川砂利は、外構や庭づくり、生コンの材料として幅広く使われる人気の骨材です。
見た目は素朴ですが、実は “用途によって選ぶポイントが変わる奥深い素材” です。
この記事では、骨材業界歴10年以上の私が、川砂利の特徴・用途・サイズ・価格を 現場視点でわかりやすく解説 します。
【プロとしてお伝えしたい業界の現実】 生コン工場が川砂利を採用する最大の理由は、品質や打設のしやすさだけでなく、「輸送コストを抑えやすい」という理由が、大きな判断材料になるケースが多いのが実情です。
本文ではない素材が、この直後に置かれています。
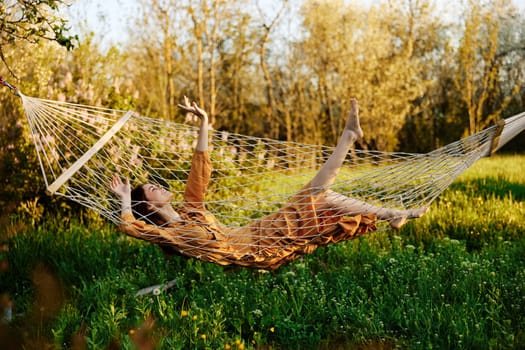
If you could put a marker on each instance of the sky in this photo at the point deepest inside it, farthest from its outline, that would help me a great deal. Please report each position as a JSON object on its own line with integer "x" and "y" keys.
{"x": 109, "y": 19}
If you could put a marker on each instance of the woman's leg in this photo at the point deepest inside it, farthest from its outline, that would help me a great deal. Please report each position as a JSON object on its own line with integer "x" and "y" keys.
{"x": 350, "y": 206}
{"x": 352, "y": 132}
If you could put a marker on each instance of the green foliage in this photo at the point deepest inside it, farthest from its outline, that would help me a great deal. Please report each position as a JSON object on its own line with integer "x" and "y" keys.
{"x": 31, "y": 21}
{"x": 452, "y": 279}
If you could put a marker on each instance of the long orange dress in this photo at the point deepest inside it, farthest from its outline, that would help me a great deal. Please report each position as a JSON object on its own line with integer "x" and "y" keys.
{"x": 298, "y": 228}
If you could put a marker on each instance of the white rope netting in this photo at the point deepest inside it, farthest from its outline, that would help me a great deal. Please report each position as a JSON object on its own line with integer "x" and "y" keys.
{"x": 81, "y": 147}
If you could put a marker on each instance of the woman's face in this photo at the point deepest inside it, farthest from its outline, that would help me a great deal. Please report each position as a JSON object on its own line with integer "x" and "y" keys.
{"x": 157, "y": 195}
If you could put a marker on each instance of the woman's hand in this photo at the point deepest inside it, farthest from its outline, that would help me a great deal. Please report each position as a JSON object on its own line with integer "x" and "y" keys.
{"x": 193, "y": 108}
{"x": 121, "y": 189}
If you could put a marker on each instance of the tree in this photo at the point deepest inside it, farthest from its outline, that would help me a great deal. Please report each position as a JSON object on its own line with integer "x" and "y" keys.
{"x": 32, "y": 21}
{"x": 480, "y": 64}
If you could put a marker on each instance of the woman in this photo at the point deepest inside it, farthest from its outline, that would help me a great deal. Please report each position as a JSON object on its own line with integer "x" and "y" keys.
{"x": 315, "y": 216}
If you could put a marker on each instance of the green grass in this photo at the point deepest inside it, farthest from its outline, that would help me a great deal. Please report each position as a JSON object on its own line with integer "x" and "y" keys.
{"x": 452, "y": 279}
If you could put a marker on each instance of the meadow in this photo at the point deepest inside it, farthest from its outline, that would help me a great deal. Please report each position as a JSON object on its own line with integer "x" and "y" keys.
{"x": 454, "y": 279}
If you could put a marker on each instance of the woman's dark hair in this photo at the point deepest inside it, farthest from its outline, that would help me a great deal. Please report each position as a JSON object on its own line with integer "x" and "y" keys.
{"x": 139, "y": 206}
このコスト優先の真実を知ることで、あなたは賢く資材を選べるようになります。
1|川砂利とは?【自然の丸みが魅力】
川砂利は、その名の通り 川の流れによって長い年月をかけて角が削れ、丸くなった天然砂利 です。
✔ 川砂利の特徴
- 角がない丸い形状
- 歩いても痛くない
- 雨で濡れると色が深くなり、見た目が美しい
- コンクリートにも外構にも使える万能素材
自然素材ならではの柔らかい印象があり、和風・洋風どちらの庭にも馴染みます。
2|川砂利の用途
① 生コンクリートの骨材として
川砂利は、生コンの粗骨材として使用されることがあります。
【メリット】
流動性の高さ:丸みがあるため、複雑な形状の型枠や狭い場所でもコンクリートが流れ込みやすく、打設作業が容易になる。
【デメリットと対策】
- 密着性: 表面が滑らかで摩擦力が低く、密着性は砕石に比べるとやや劣ります。。強度を出すために砕石とブレンドしたり、混和剤を使用したりして対応しています。
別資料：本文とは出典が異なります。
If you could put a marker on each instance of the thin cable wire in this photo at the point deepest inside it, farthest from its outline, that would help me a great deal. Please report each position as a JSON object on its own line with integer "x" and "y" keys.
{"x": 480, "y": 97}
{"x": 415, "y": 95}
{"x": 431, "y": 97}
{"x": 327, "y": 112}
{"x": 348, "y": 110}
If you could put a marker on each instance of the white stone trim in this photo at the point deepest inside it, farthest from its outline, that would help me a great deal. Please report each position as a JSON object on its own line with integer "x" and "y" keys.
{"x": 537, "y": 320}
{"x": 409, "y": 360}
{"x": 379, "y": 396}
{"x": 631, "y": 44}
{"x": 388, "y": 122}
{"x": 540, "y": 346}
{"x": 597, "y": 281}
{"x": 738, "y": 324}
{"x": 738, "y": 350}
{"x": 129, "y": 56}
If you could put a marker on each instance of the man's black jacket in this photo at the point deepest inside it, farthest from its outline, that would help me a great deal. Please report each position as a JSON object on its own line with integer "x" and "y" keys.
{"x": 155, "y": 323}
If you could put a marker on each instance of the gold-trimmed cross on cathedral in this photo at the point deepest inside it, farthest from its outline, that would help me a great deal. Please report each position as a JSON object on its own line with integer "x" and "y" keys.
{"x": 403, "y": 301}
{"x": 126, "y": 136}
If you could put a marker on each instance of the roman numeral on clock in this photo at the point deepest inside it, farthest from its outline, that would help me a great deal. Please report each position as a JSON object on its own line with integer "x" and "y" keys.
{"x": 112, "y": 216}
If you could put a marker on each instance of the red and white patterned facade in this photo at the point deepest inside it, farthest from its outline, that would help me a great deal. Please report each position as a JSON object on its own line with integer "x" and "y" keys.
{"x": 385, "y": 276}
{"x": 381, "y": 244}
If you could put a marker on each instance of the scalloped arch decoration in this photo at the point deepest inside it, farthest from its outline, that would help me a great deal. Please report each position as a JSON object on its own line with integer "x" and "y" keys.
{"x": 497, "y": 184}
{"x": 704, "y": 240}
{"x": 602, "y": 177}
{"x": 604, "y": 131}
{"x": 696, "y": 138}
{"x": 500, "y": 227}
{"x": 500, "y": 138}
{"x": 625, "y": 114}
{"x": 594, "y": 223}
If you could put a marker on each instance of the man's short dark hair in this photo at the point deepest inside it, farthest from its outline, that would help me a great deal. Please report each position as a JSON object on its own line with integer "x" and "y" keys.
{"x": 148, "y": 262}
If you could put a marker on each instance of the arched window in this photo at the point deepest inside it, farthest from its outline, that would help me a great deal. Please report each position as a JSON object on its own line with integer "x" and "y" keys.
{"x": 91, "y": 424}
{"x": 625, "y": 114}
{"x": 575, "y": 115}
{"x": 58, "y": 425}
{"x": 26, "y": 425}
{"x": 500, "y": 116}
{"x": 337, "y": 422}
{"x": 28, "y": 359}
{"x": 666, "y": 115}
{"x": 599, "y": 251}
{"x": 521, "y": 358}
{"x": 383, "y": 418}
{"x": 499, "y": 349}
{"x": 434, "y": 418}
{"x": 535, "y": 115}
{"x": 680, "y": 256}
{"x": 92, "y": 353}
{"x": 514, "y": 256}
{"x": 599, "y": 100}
- 含泥量(がんでいりょう): 泥分(シルト、粘土)が多いと生コンの強度が落ちるため、納入前に洗浄やふるい分け(スクリーニング)という品質管理工程が必須です。
【業界の現実】
選ばれる真の理由=コスト優位性 流動性が高いメリットは確かにありますが、生コン工場が採用を決定する最大の決め手は、「プラント(工場)から最も近い場所で安定的に採取できる」こと、つまり輸送コストの削減です。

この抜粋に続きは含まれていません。